A bill filed Monday aims to repeal gun control measures that were passed in response to the school shooting that killed 17 people in Parkland, Florida.
State Rep. Mike Hill, a Republican elected in November, filed the bill that would essentially repeal a number of measures passed into law in March 2018 as a part of the Marjory Stoneman Douglas Public Safety Act signed into law in March.
The new bill, HB 175, which would remove a mandatory waiting period to purchase firearms other than handguns and a provision which raised the age to purchase a rifle from 18 to 21.
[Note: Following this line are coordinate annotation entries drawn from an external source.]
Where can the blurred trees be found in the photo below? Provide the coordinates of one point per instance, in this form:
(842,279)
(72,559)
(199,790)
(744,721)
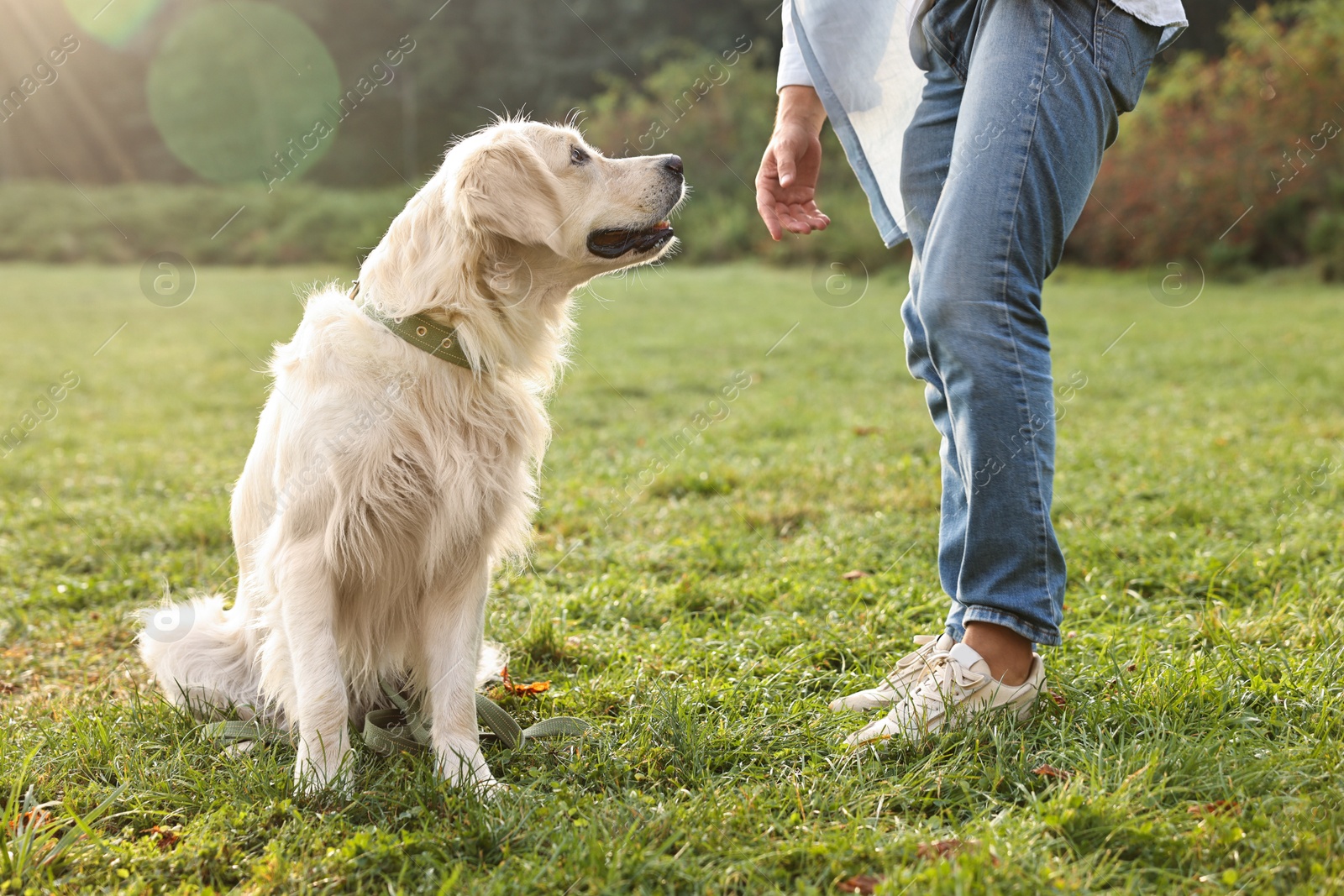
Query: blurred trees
(1236,161)
(470,58)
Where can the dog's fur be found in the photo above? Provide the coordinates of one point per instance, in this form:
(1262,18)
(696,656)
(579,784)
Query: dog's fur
(386,483)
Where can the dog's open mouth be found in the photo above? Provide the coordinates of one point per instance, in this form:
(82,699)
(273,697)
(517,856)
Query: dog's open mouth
(616,242)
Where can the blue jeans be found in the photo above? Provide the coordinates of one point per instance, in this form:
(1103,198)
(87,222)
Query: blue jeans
(1000,157)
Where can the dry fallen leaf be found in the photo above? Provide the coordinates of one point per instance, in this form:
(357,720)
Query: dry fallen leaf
(167,839)
(942,848)
(1216,808)
(864,884)
(526,689)
(31,819)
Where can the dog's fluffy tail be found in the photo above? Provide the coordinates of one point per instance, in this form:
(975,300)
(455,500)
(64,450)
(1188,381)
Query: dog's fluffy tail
(201,658)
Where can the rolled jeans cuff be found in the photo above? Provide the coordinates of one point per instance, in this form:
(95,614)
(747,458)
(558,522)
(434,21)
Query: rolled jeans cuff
(1037,634)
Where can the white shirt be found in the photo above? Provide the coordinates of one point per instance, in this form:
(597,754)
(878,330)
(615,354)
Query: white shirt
(1166,13)
(867,62)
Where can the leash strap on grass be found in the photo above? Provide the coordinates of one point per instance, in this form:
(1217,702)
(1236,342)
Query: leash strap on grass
(405,728)
(387,731)
(232,732)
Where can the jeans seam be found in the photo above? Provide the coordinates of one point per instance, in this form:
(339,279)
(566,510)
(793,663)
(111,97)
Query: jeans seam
(978,613)
(1021,375)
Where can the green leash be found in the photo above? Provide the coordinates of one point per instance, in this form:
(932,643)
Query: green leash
(405,728)
(423,332)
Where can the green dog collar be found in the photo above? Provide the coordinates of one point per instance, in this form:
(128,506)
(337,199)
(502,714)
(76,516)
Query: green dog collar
(420,331)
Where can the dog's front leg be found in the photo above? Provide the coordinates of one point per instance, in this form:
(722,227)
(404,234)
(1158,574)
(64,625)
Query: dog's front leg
(454,627)
(308,609)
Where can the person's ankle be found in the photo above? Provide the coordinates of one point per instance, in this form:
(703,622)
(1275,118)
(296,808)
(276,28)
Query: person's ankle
(1007,653)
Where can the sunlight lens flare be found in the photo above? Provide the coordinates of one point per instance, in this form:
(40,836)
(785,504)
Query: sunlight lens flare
(239,89)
It also would seek to repeal provisions that would allow law enforcement to seize firearms from people who may pose a danger to themselves or others, a measure sometimes referred to as a "red flag law."
Hill told NBC News in a statement that he filed the bill to repeal the regulations in the Marjory Stoneman Douglas Public Safety Act because he took a "solemn oath to support, protect and defend the US Constitution."
"The referenced Act violates the Second Amendment to the US Constitution," Hill said in a statement. "Therefore, I am obligated and duty bound by my oath to file legislation to repeal those measures in the Act that infringe upon the Second Amendment to the US Constitution."
The National Rifle Association, the nation's largest pro-gun special interest group, filed a lawsuit against the state of Florida last year immediately after the post-Parkland laws were passed on similar grounds.
Parkland shooting survivor David Hogg spoke out against the new bill in a livestream on social media Tuesday evening, encouraging his followers to email Hill.
"It's f---ing ridiculous what he's doing," Hogg said. "For the thousands of kids that went up to Tallahassee and worked their asses off to get these laws passed, the least they can do is try not to reverse them their first year back in office."
Hogg also said that reversing the bill "is going to cost lives and the blood is on your hands."
A request for comment from Florida Gov. Ron DeSantis was not immediately returned.